Distraught and contemplating suicide, Savage accidentally conjures the Devil -- the polite "Gentleman" of the title -- who appears at one of the society parties Savage abhors. The two hit it off: the Devil talks about his home, where he employs Dante as a gardener; Savage lends him a volume of Tennyson. But when the party's over and Vivien has disappeared, the poet concludes in horror that he must have inadvertently sold his wife to the dark lord.
Newly in love with Vivien, Savage plans a rescue mission to Hell that includes Simmons, the butler; Tompkins, the bookseller; Ashley Lancaster, swashbuckling Buddhist; Will Kensington, inventor of a flying machine; and Savage's spirited kid sister, Lizzie, freshly booted from boarding school for a "dalliance." Throughout, his cousin's quibbling footnotes to the text push the story into comedy nirvana.
Lionel and his friends encounter trapdoors, duels, anarchist-fearing bobbies, the social pressure of not knowing enough about art history, and the poisonous wit of his poetical archenemy. Fresh, action-packed and very, very funny, The Gentleman is a giddy farce that recalls the masterful confections of P.G. Wodehouse and Hergé's beautifully detailed Tintin adventures.

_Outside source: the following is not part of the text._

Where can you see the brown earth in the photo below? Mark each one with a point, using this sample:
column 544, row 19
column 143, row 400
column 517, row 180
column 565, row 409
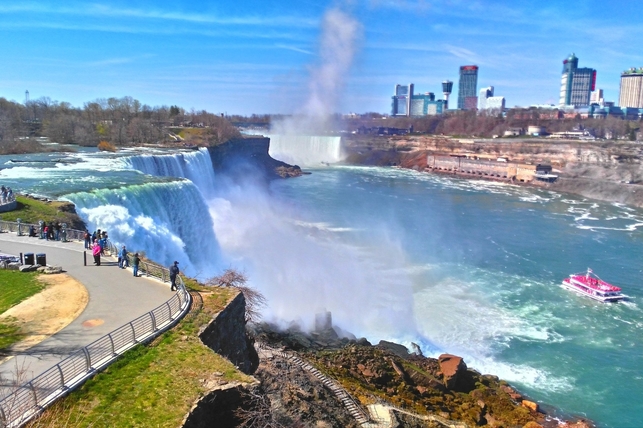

“A funny, fantastically entertaining debut novel, in the spirit of Wodehouse and Monty Python, about a famous poet who inadvertently sells his wife to the devil–then recruits a band of adventurers to rescue her.”
This is a short and sweet book review.
I read this book back in February because I was planning on reviewing it for National Poetry Month (in April), but April was busier than I anticipated. Thus, I am reviewing it now, even though its hilarity and cleverness are not freshly imprinted on my brain.
This witty and entertaining Victorian era novel is true to form and unfolds in 19th century dialect. The Gentleman is not a fast read because of the period syntax, but it is oh, so enjoyable. Period detail throughout is on point, and the characters are delightfully shallow. You will end up staging this book like a theatre play in your mind’s eye because it is so easy to imagine the story world and characters from the author’s exquisite attention to detail.
Fans of Jane Austen’s Emma will enjoy the twists and turns and mixups that the popular poet, Lionel Savage, encounters. The story switches narration between the poet and his editor, who admits that he reluctantly published the poet’s story that readers are indulging in. (The editor regularly interjects with footnotes and quotes before the beginning of chapters.) Read the fictional editor’s note that opens the book below:
EDITOR’S NOTE.
I have been charged with editing these
pages and seeing them through to
publication, but I do not like the task.
I wish it on record that I think
it better they had been burned.
— Hubert Lancaster, Esq
The poet’s wife, Vivien, is a satisfying character that ends up stealing the show, in my opinion.
A literary comedy of errors that will enchant fans of poetry, the Victorian era, and historical mysteries, The Gentleman is as enjoyable for its form, syntax, and witticisms, as it is for its characters and plots.